Easy Data Collection for Continuous Machine Learning Development with Listly | by Cornellius Yudha Wijaya | Jul 2022

Simple no-coding data recovery tools for your job

Photo by Hal Gatewood on Unsplash

Data is at the heart of any machine learning project. This is why a lot of efforts have been made to collect data that can be used in the machine learning project. Without data, our project could not start.

One of the most complex parts of data collection is collecting the data.
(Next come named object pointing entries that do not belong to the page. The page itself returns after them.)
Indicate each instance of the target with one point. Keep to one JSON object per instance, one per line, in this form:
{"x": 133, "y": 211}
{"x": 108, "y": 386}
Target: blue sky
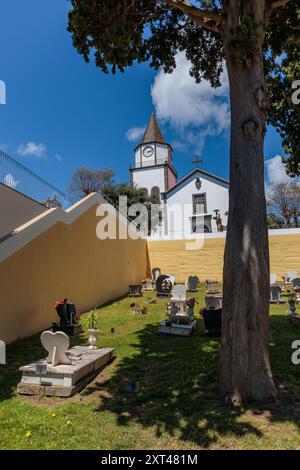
{"x": 72, "y": 115}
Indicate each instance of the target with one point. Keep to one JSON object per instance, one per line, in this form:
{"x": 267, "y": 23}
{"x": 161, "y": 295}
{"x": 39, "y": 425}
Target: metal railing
{"x": 17, "y": 176}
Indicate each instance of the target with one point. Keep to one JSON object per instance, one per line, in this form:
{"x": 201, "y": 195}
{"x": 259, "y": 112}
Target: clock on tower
{"x": 153, "y": 169}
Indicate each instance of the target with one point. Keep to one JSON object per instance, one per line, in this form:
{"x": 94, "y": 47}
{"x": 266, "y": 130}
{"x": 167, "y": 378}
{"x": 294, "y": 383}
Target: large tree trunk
{"x": 245, "y": 372}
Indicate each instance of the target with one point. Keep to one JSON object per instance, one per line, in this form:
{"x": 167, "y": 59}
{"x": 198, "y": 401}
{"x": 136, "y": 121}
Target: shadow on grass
{"x": 178, "y": 389}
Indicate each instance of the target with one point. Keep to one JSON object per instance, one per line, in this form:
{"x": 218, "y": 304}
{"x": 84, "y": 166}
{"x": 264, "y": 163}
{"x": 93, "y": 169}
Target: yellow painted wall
{"x": 65, "y": 261}
{"x": 207, "y": 263}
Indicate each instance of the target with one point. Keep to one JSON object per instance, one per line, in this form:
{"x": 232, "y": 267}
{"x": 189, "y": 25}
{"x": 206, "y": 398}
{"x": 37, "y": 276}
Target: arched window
{"x": 155, "y": 192}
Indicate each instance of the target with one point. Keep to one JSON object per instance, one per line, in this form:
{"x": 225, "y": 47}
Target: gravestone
{"x": 296, "y": 282}
{"x": 179, "y": 293}
{"x": 193, "y": 283}
{"x": 190, "y": 303}
{"x": 214, "y": 301}
{"x": 213, "y": 288}
{"x": 212, "y": 322}
{"x": 163, "y": 285}
{"x": 275, "y": 295}
{"x": 56, "y": 344}
{"x": 156, "y": 272}
{"x": 65, "y": 371}
{"x": 172, "y": 278}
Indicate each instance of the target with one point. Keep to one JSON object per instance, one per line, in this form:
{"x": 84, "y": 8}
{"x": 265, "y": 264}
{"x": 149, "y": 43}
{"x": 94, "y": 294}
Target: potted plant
{"x": 291, "y": 298}
{"x": 91, "y": 323}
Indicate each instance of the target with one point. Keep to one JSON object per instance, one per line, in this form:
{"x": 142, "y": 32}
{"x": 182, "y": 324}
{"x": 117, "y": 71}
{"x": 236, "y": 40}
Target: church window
{"x": 199, "y": 204}
{"x": 155, "y": 193}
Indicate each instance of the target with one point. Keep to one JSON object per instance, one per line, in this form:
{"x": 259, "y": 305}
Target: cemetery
{"x": 121, "y": 382}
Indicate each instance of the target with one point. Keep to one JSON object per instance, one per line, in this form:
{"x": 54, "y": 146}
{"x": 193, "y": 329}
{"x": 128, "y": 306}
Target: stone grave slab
{"x": 295, "y": 319}
{"x": 169, "y": 328}
{"x": 65, "y": 380}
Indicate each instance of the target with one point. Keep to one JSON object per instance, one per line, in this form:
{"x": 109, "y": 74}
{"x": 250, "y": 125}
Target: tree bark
{"x": 245, "y": 372}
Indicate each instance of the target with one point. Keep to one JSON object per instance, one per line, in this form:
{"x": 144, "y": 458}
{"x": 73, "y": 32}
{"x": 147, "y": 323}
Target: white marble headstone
{"x": 56, "y": 344}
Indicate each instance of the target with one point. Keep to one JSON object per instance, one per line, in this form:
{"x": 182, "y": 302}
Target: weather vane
{"x": 197, "y": 161}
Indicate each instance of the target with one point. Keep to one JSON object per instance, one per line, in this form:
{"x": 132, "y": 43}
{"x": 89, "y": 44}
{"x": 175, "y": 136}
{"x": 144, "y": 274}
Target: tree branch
{"x": 206, "y": 19}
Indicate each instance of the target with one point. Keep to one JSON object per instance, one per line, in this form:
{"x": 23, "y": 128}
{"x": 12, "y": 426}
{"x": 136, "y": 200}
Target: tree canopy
{"x": 128, "y": 31}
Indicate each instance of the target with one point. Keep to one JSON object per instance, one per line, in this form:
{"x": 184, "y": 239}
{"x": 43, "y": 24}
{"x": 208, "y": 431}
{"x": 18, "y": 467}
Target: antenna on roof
{"x": 197, "y": 161}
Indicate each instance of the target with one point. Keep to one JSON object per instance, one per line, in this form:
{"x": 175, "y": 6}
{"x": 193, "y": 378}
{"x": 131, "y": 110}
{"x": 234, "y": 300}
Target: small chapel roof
{"x": 153, "y": 132}
{"x": 199, "y": 172}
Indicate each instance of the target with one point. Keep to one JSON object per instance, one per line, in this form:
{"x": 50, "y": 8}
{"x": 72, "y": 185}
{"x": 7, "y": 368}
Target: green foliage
{"x": 86, "y": 181}
{"x": 125, "y": 32}
{"x": 245, "y": 39}
{"x": 90, "y": 320}
{"x": 134, "y": 194}
{"x": 274, "y": 221}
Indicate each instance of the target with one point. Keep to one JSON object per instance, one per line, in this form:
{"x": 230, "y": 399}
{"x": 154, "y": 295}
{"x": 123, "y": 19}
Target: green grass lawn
{"x": 177, "y": 406}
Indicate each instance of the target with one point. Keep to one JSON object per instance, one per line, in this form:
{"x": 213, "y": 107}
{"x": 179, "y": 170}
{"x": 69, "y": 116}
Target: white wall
{"x": 149, "y": 177}
{"x": 16, "y": 209}
{"x": 180, "y": 206}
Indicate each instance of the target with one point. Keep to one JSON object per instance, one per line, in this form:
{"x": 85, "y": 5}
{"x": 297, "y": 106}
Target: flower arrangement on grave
{"x": 91, "y": 323}
{"x": 291, "y": 298}
{"x": 90, "y": 320}
{"x": 67, "y": 312}
{"x": 139, "y": 309}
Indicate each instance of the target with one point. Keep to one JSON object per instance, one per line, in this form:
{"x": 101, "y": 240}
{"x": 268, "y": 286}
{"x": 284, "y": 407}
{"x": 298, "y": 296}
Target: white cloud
{"x": 276, "y": 172}
{"x": 10, "y": 181}
{"x": 183, "y": 103}
{"x": 135, "y": 133}
{"x": 32, "y": 149}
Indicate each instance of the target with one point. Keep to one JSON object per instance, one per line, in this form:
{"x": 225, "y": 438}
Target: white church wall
{"x": 162, "y": 153}
{"x": 149, "y": 177}
{"x": 179, "y": 221}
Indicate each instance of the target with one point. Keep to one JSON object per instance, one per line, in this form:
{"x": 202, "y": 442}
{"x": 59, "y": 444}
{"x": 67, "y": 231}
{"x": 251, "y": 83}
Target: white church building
{"x": 190, "y": 206}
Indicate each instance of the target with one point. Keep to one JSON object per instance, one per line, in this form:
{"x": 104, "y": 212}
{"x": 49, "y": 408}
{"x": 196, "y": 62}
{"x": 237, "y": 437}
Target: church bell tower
{"x": 153, "y": 167}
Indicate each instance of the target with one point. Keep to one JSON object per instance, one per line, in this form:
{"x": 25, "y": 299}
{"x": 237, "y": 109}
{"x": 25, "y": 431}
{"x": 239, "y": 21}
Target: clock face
{"x": 148, "y": 151}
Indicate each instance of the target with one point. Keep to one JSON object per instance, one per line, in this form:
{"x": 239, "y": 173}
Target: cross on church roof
{"x": 197, "y": 161}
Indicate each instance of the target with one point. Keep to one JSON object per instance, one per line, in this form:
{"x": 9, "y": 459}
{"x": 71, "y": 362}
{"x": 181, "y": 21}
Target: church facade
{"x": 188, "y": 207}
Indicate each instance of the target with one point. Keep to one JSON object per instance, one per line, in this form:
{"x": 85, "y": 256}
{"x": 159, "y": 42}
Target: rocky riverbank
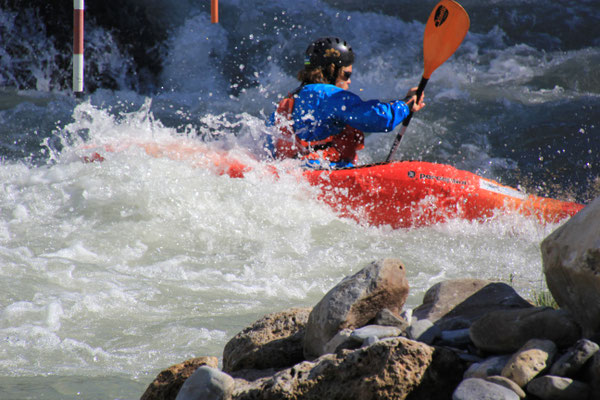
{"x": 469, "y": 339}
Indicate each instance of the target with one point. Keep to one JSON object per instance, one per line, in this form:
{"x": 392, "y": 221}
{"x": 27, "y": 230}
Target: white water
{"x": 124, "y": 267}
{"x": 113, "y": 271}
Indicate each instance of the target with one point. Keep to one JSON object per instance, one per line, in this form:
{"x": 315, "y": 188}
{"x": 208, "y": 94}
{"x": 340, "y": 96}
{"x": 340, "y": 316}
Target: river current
{"x": 113, "y": 271}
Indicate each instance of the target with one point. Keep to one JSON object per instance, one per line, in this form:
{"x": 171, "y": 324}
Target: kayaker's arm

From defining the data set, where to find the data, and the data collection methodology, this aspect of data collection needs to be thought through.

However, the data collection job has become more manageable with the era of technological development. Many companies have invested their time and money to develop an insightful way of collecting data, for example, Listly.

In this article, I explain how we could continue to collect data with Listly for machine learning development purposes. Let’s go.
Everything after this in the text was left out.